Right. It is hard to review this film without going all Valley Girl speak. “Like, dude, this film is seriously sick!” There is something about its bright day-glo colours, insane plot and relentless cheerfulness that just screams substance abusing slacker teenagers let loose in a mall with a bunch of sticky crayons and glitter.
Or maybe that is just me.
Cutie Honey is not unlike the ’60s TV serial Batman in its lurid psychedelia and campness. And, much like that series, irony appears to run rampant through the proceedings, and the silliness is tongue in cheek and charming.
It is hard to believe that the director behind this is Hideaki Anno, the chap behind Neon Genesis Evangelion, but then again, Cutie Honey is a manga sourced film. So, as manga often does, the film’s concerns are the blurring between technology and human, nature and machine. It wonders, in a rather lycra and plastic way, about what might happen when that technology goes haywire. It even throws in a dash of mythology to blur that mix. Sister Jill is both fascinated with technology as a way of prolonging her life and … well, part tree. She — I use that word loosely as she is rather masculine just as her moustachioed lieutenant is vaguely feminine — and her gang of Panther Claws seem to be tech’d up malevolent nature spirits.
All of this, though, is par for the course in a large percentage of manga. Nor is it particularly explored with any depth here, save for a weirdly new age closure that may or may not concern angels and flowers.

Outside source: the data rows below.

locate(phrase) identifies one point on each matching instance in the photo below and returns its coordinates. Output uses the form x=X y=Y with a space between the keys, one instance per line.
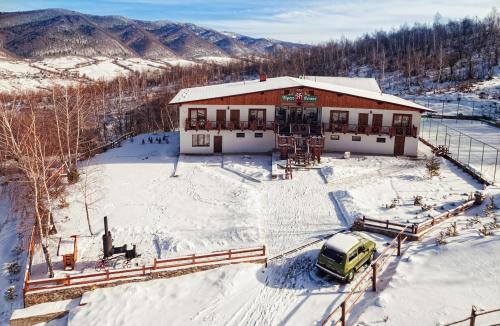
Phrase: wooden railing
x=159 y=265
x=371 y=130
x=474 y=314
x=416 y=229
x=208 y=125
x=339 y=314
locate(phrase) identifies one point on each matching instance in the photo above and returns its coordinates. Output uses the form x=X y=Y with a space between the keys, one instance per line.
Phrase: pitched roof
x=367 y=84
x=331 y=84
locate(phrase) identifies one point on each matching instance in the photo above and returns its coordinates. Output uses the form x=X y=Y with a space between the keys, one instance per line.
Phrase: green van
x=344 y=254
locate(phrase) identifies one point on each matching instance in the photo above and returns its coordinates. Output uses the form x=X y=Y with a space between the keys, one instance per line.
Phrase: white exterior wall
x=230 y=143
x=368 y=144
x=250 y=144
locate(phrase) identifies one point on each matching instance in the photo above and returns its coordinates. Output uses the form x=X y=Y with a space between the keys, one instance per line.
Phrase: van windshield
x=332 y=254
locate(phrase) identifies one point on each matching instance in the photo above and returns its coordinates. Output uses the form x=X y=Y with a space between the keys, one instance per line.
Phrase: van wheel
x=350 y=276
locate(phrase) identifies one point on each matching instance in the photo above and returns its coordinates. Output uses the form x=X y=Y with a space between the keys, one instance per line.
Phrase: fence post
x=482 y=159
x=374 y=276
x=495 y=171
x=399 y=245
x=459 y=139
x=342 y=317
x=473 y=316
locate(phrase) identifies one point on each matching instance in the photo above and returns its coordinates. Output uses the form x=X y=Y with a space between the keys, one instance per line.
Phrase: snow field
x=477 y=146
x=207 y=207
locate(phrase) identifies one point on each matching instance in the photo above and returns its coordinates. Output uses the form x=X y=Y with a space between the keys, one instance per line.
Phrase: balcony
x=208 y=125
x=371 y=130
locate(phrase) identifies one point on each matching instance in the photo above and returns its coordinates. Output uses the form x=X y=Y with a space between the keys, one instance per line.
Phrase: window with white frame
x=201 y=140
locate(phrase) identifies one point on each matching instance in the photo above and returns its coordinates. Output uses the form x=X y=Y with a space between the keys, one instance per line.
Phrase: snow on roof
x=254 y=86
x=367 y=84
x=342 y=242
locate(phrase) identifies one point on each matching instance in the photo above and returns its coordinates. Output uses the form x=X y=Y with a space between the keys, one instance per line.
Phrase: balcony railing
x=228 y=125
x=370 y=130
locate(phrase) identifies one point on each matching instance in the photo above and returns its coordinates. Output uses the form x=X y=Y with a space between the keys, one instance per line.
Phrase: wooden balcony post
x=473 y=316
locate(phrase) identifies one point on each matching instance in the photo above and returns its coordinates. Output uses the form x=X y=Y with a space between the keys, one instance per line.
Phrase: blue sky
x=312 y=21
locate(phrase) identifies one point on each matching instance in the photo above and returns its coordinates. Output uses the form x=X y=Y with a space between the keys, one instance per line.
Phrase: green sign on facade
x=293 y=98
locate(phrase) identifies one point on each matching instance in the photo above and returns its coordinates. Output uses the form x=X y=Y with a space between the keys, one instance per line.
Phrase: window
x=201 y=140
x=257 y=116
x=339 y=117
x=197 y=116
x=353 y=255
x=402 y=120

I had heard Cutie Honey described as an extreme version of a Shibuya girl, which, until late last year, made no sense to me. Then in December I went to Tokyo and that district and saw the whirl of lipstick, over the top fashion sense and attitude.
Anno surveyed the Shibuya girl thing in his film Love and Pop (1998) and seems to have a genuine, if ironically tinged, affection for this phenomenon. The Shibuya girl attitude seems to stem from a merry innocence that allows it to be over the top and yet tolerated: Honey is child-like and this allows her to get away with running around in glad wrap, acting and dressing outrageously and generally being more clueless than Alicia Silverstone’s Emma-like character.
Honey tries to fit in by working in an office, making tea for grumpy executives. She is an even meeker and more put upon Clark Kent and her extracurricular activities make her consistently late for work. In other words, she just doesn’t fit in. She has no friends, no parents and no real sense of self because, as a recently created-slash-resurrected human-cyborg, she has no
For the most part Cutie Honey is all lurid style, a film that partly exists to be kinda pervy — cute, innocent girls in weird, fetishistic vinyl outfits. But, as Cutie battles her way past the various Panther Claw members — Gold, Scarlet, Black and, ah, Cobalt — to eventually confront Sister Jill in her lair, the film also reveals itself to be surprisingly sentimental. In a nicely non-cloying way.
The friendship between Honey, the coldly nerdish Natsuko and journalist Seiji develops from one of curiosity and convenience into one of real concern, especially that between Natsuko and Honey, where Natsuko mirrors Honey’s own internal loneliness and misfit status.
The film closes with Honey finally finding a way to live her life as a cyborg superhero in a way that allows her to function in society. She is almost employed to be who she is. She has friends and memories. She is making steps towards being truly human.
On paper this all sounds a little like a maudlin Power Rangers film, but Cutie Honey, for all its jaw dropping foolishness, is also quite sweet. Ephemeral, like all good candy, but still sweet.